Still, as I daresay you have found out, the more we learn, even of difficult sciences, the more we can learn, and little May (though, to be sure, she is now four years older than she was when you first made her acquaintance) has learnt a good many of the hard words. She could show you upon her own round arm, just where the bone which reaches from the shoulder to the elbow begins and ends, and tell you its name, and the names of the two bones which reach from the elbow to the wrist, and of the wrist-bones, and of those which you can feel in the palm of your hand, and the finger-bones.
But when you hear that you have more than two hundred bones in your body, you will be inclined to agree with me that it would take both of us some time to learn even their names, much more to know all about them.
The spine consists of twenty-four short bones, each with a little ring. These vertebras are piled up one upon the other; for God has made our bodies upright; our faces, are lifted upwards, and our eyes look straight before us. These twenty-four little bones are closely and strongly bound together, and between each one and its neighbour there is something so soft and elastic that we can bend our heads, or move in any direction, without the slightest strain or jar.
The head is most wonderfully built up, like an arch, of several bones beautifully joined in a very strong and perfect way which carpenters call "dove-tailing." We can understand why the head, which is so much exposed, and is almost entirely occupied by the brain, should be so carefully protected; for thought, memory, will, and what we can best express as "consciousness of our being," all depend upon it.

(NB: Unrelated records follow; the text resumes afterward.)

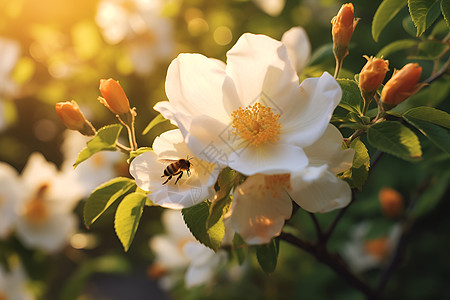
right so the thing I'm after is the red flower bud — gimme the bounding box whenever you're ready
[99,78,131,115]
[379,187,404,219]
[359,55,389,94]
[55,101,95,136]
[331,3,359,52]
[381,63,424,109]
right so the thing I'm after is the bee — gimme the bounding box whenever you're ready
[161,156,193,185]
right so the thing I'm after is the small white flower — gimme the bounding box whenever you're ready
[130,129,220,209]
[0,262,34,300]
[252,0,286,17]
[0,163,23,239]
[149,210,227,289]
[231,125,354,244]
[155,32,341,176]
[15,153,83,253]
[61,130,126,197]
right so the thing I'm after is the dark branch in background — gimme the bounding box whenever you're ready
[423,57,449,85]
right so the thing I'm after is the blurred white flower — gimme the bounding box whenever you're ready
[15,153,83,253]
[149,210,227,289]
[130,129,220,209]
[231,124,354,244]
[155,32,341,177]
[96,0,174,75]
[0,163,23,239]
[61,130,127,197]
[0,263,34,300]
[342,222,402,273]
[253,0,286,17]
[281,27,311,76]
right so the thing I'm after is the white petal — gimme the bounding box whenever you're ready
[280,72,342,147]
[228,143,308,176]
[281,27,311,75]
[165,53,229,123]
[303,124,355,174]
[253,0,286,16]
[224,33,301,114]
[231,174,292,244]
[291,166,351,213]
[150,235,189,268]
[152,129,191,159]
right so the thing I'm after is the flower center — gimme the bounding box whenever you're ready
[231,103,281,147]
[23,184,50,226]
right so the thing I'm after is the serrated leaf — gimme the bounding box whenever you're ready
[403,107,450,154]
[372,0,408,42]
[233,233,247,265]
[337,79,364,114]
[84,177,136,228]
[442,0,450,27]
[74,124,122,168]
[367,121,422,161]
[408,0,441,36]
[376,39,419,58]
[256,239,279,274]
[142,114,168,135]
[182,201,224,251]
[340,139,370,190]
[128,147,152,163]
[114,192,147,252]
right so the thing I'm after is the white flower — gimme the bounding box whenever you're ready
[281,27,311,76]
[96,0,174,75]
[155,32,341,176]
[231,124,354,244]
[0,163,23,239]
[0,37,20,100]
[149,210,227,289]
[61,130,126,197]
[15,153,83,253]
[130,129,220,209]
[0,263,34,300]
[252,0,286,17]
[342,222,402,273]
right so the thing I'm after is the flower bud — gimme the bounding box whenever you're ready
[331,3,359,59]
[379,187,404,219]
[98,78,131,115]
[364,237,389,261]
[359,55,389,94]
[55,101,95,136]
[381,63,424,110]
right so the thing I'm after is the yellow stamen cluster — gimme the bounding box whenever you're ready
[23,184,50,226]
[231,102,281,147]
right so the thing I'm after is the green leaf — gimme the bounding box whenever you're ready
[431,19,450,37]
[403,106,450,128]
[256,239,279,274]
[367,121,422,161]
[403,107,450,154]
[376,39,419,58]
[372,0,408,42]
[233,233,247,265]
[413,173,450,218]
[84,177,136,228]
[408,0,441,36]
[207,168,236,228]
[411,40,449,60]
[337,79,364,114]
[142,114,168,135]
[340,139,370,191]
[442,0,450,27]
[128,147,152,163]
[182,201,225,251]
[74,124,123,168]
[114,192,147,252]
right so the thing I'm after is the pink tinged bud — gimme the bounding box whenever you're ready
[331,3,358,49]
[381,63,424,109]
[359,55,389,93]
[55,101,95,135]
[99,78,131,115]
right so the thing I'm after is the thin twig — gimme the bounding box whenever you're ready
[309,213,324,242]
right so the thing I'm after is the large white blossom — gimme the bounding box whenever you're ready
[231,124,354,244]
[15,153,84,253]
[0,163,23,239]
[155,31,341,176]
[0,263,34,300]
[130,129,220,209]
[96,0,174,75]
[149,210,227,289]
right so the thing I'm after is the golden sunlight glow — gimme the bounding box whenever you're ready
[213,26,232,46]
[231,102,281,147]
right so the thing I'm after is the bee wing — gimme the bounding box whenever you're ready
[157,158,178,165]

Passing from head to foot, we find that our feet, which are not large, yet must bear the weight of the body, are also made upon the arch-principle, which has been found, like the hollow bones of the bird's wing, to combine lightness and strength. The twenty-six bones are so fitted together that this wonderful arch is quite elastic, as you can prove by moving your own foot up and down.
The joints, where two bones which are to play upon each other come in contact, as they do at the elbow or shoulder, are made in different ways. The elbow only moves to and fro like a hinge; the hip and shoulder, like a "ball and socket," move every way. You do not need to be told that each kind of joint is found just where it is needed for the work it has to do; for there is no mistaking or misplacing in God's workmanship, as there so often is in the very best of ours.

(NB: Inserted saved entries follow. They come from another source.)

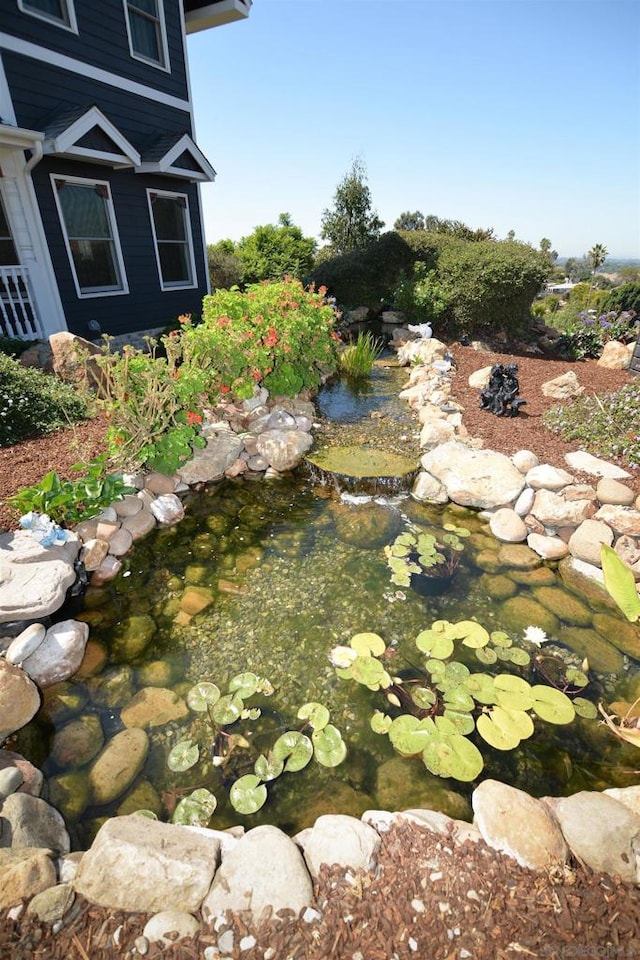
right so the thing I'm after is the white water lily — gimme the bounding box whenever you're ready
[523,625,548,647]
[328,645,358,669]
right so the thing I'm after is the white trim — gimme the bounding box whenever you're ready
[17,0,78,35]
[185,0,251,35]
[123,0,171,73]
[0,54,17,125]
[136,132,216,181]
[0,32,192,114]
[50,173,130,299]
[43,105,141,167]
[0,123,43,151]
[146,187,197,291]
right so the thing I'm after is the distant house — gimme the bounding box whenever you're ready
[0,0,251,342]
[544,280,576,297]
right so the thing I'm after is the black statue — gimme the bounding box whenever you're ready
[480,363,527,417]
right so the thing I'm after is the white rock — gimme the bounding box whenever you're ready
[593,504,640,537]
[511,450,539,474]
[149,494,185,525]
[5,623,46,665]
[20,620,89,688]
[541,371,584,400]
[143,910,200,945]
[412,472,449,504]
[488,508,528,543]
[525,464,574,491]
[564,451,631,480]
[513,487,535,517]
[299,814,380,879]
[568,519,615,566]
[526,534,569,560]
[420,442,525,510]
[467,365,493,389]
[596,478,636,507]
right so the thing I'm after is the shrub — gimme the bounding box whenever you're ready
[0,353,88,447]
[543,381,640,468]
[310,232,414,309]
[604,282,640,317]
[392,262,452,326]
[0,335,31,358]
[554,310,638,360]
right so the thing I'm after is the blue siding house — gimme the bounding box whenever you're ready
[0,0,251,341]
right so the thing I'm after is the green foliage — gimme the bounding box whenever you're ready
[234,214,317,284]
[320,157,385,254]
[392,262,451,326]
[565,283,610,312]
[601,544,640,622]
[394,210,426,231]
[7,455,134,525]
[605,282,640,316]
[543,381,640,468]
[587,243,608,274]
[555,309,637,360]
[422,214,495,242]
[338,331,384,379]
[166,673,346,824]
[207,241,243,290]
[331,618,587,783]
[384,523,470,588]
[0,353,89,447]
[0,335,31,358]
[311,232,416,309]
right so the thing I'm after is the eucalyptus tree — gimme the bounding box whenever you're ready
[320,157,385,254]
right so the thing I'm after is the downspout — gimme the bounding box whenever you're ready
[24,138,43,173]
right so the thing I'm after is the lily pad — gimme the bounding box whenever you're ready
[493,675,534,711]
[228,672,260,698]
[229,774,268,814]
[443,708,476,735]
[167,739,199,772]
[411,686,437,709]
[475,647,498,665]
[312,724,347,767]
[371,711,392,734]
[351,656,392,690]
[476,705,534,751]
[506,647,531,667]
[211,694,243,726]
[444,620,490,649]
[186,682,221,713]
[530,685,575,724]
[254,753,285,781]
[415,629,454,660]
[350,632,387,656]
[272,731,313,771]
[422,732,484,782]
[465,673,497,705]
[298,702,330,731]
[172,788,217,827]
[573,697,598,719]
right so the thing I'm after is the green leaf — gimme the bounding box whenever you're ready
[350,632,386,656]
[254,753,284,781]
[411,686,437,709]
[475,647,498,665]
[422,733,484,781]
[167,739,199,772]
[312,725,347,767]
[415,629,454,660]
[297,702,330,731]
[228,672,260,698]
[370,711,392,734]
[229,774,268,814]
[465,673,497,705]
[444,620,490,649]
[434,661,470,692]
[506,647,531,667]
[172,788,217,827]
[442,709,476,735]
[573,697,598,719]
[186,682,221,713]
[601,543,640,622]
[443,686,475,713]
[476,705,533,750]
[351,656,391,690]
[565,668,589,689]
[211,694,243,725]
[530,685,576,724]
[493,675,534,711]
[489,631,512,648]
[272,731,313,771]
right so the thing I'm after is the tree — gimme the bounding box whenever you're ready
[320,157,384,254]
[587,243,608,274]
[422,214,495,242]
[207,241,242,291]
[394,210,425,231]
[235,213,316,284]
[506,229,516,241]
[540,238,558,264]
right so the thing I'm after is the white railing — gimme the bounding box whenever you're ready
[0,265,44,341]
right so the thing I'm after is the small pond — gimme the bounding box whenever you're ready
[14,364,640,848]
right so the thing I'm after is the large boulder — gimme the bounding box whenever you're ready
[256,429,313,472]
[20,619,89,687]
[0,660,41,742]
[420,442,525,509]
[0,530,80,622]
[48,331,107,394]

I cannot at present tell you anything about the muscles, except that it is by their means that we move arms, legs, head, eyes—every part of the body, for bones cannot move of themselves, but are acted on by the muscles.

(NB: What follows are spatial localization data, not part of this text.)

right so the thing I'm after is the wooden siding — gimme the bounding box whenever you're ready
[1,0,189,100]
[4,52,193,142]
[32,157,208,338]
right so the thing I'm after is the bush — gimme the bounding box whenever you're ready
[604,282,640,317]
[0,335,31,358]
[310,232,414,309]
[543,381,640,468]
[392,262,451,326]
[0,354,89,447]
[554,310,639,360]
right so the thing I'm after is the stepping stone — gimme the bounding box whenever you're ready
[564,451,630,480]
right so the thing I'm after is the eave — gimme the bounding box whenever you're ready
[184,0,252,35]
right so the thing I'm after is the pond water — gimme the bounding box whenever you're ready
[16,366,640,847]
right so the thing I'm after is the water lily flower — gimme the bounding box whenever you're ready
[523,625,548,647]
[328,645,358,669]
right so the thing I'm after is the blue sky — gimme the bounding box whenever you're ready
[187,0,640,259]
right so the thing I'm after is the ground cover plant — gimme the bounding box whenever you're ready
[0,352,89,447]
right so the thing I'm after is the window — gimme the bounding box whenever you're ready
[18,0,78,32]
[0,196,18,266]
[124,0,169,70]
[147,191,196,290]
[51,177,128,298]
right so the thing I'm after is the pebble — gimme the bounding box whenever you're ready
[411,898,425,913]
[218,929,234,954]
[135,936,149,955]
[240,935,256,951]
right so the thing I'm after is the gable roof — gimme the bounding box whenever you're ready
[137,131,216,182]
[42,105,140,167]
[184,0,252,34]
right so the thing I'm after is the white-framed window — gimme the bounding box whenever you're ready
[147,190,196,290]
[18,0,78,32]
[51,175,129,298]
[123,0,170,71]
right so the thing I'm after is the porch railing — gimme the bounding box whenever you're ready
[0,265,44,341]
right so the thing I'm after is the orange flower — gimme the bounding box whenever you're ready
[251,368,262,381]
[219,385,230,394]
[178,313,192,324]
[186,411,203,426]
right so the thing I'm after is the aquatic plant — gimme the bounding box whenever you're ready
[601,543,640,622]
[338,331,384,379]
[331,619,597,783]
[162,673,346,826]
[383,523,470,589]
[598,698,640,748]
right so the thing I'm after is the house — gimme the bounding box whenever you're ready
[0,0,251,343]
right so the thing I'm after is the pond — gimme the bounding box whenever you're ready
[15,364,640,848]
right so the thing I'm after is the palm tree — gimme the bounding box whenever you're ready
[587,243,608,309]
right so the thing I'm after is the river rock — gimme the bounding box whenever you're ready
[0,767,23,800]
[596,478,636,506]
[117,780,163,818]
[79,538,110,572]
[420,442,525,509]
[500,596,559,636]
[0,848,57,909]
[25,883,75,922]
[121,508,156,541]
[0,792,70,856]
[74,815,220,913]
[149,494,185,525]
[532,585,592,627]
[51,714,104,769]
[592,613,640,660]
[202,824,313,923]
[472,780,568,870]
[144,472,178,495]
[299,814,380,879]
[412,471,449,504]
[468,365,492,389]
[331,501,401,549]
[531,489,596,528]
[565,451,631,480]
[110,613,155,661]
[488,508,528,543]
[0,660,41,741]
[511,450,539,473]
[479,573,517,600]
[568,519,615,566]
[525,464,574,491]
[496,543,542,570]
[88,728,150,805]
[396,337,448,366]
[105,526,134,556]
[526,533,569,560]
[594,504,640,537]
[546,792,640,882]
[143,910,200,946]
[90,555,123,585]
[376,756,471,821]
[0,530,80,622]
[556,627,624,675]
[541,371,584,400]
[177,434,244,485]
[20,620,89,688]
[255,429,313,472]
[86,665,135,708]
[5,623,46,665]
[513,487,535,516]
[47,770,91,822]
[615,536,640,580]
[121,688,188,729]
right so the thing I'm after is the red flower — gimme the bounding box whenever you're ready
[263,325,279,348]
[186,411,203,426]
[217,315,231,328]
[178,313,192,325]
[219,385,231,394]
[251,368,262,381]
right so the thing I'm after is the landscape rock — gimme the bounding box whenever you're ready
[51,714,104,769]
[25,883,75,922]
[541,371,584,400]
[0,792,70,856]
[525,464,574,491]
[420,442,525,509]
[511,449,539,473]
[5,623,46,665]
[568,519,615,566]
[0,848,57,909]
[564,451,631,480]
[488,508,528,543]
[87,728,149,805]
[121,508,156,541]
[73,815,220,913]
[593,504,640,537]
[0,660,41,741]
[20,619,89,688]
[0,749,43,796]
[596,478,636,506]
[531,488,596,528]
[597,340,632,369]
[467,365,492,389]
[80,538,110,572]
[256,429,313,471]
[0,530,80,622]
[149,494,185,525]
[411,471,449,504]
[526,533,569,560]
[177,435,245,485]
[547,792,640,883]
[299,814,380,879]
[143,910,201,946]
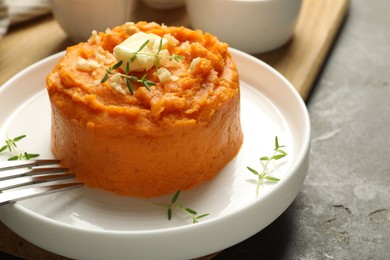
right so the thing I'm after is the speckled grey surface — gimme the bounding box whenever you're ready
[215,0,390,259]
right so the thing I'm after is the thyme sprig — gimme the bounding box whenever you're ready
[247,136,287,195]
[101,60,156,94]
[152,38,184,71]
[166,190,209,224]
[101,39,183,94]
[0,135,39,161]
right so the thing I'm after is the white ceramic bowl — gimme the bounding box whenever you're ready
[185,0,302,54]
[50,0,137,43]
[141,0,185,9]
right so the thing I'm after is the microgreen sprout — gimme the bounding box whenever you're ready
[247,136,287,195]
[166,190,209,224]
[101,39,183,95]
[0,135,39,161]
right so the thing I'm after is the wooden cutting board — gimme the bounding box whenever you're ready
[256,0,350,101]
[0,0,349,259]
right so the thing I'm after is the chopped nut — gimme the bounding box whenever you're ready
[88,30,100,44]
[189,57,201,72]
[110,73,123,83]
[109,81,126,94]
[155,67,172,84]
[124,22,139,35]
[164,34,179,46]
[180,41,190,49]
[77,58,100,71]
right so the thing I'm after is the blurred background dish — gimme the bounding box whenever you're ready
[50,0,137,43]
[0,0,51,37]
[140,0,184,9]
[185,0,302,54]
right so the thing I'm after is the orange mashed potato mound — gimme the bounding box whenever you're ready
[46,22,243,198]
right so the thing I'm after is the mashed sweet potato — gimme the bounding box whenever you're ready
[46,21,243,198]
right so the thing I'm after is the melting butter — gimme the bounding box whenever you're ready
[113,32,168,72]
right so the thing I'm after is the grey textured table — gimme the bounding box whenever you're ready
[215,0,390,259]
[0,0,388,259]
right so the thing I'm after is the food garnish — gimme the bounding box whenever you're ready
[101,60,156,94]
[166,190,209,224]
[101,33,184,95]
[247,136,287,195]
[0,134,39,161]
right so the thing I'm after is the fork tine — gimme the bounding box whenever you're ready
[0,173,77,191]
[0,167,69,181]
[0,182,84,206]
[0,159,61,172]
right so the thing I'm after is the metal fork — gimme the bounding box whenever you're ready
[0,159,84,206]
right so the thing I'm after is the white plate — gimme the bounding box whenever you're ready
[0,49,310,260]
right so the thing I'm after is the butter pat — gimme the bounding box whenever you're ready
[113,32,168,72]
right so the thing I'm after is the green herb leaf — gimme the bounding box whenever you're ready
[247,136,287,195]
[143,81,151,91]
[145,80,156,86]
[278,149,287,155]
[8,155,19,161]
[166,190,208,224]
[177,201,184,209]
[129,75,139,82]
[24,153,40,159]
[185,208,197,215]
[23,152,30,160]
[155,39,163,70]
[125,61,130,74]
[140,74,152,91]
[275,136,280,149]
[13,135,26,142]
[196,214,210,220]
[0,145,7,153]
[137,39,149,52]
[171,190,180,203]
[101,73,109,83]
[112,60,123,70]
[247,166,259,176]
[1,135,39,161]
[173,55,184,62]
[157,38,163,53]
[130,55,137,62]
[265,176,280,182]
[126,78,133,95]
[272,154,287,160]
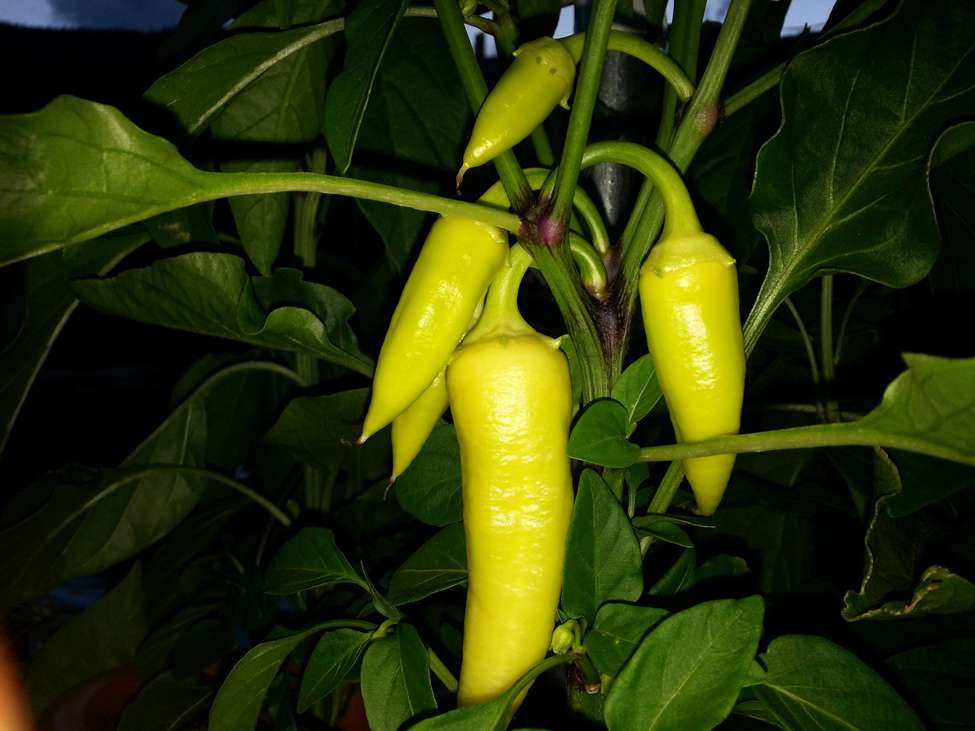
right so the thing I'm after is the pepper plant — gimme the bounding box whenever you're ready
[1,0,974,729]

Nor can we learn much about the nerves, because the subject is very difficult to understand. They come from the brain in the head, and from that part of it which runs all down the backbone, through the little bony rings of the vertebræ; and they are protected, because they are so very delicate, and so precious to us, by a strong bony sheath. At first these nerves are like coarse twine, but they divide and divide until they become as fine as threads of white silk—almost as fine as the stronger part of a spider's web—and they go all over the body, reaching to the very tips of the fingers.
The first pair of nerves goes to the nose, for smell; the second to the eye, for sight; and so on for hearing and taste. These are the nerves called "sensory," which carry to the brain sensations from outside the body. The "motor" nerves are those which take orders from the brain, to be instantly obeyed by the muscles.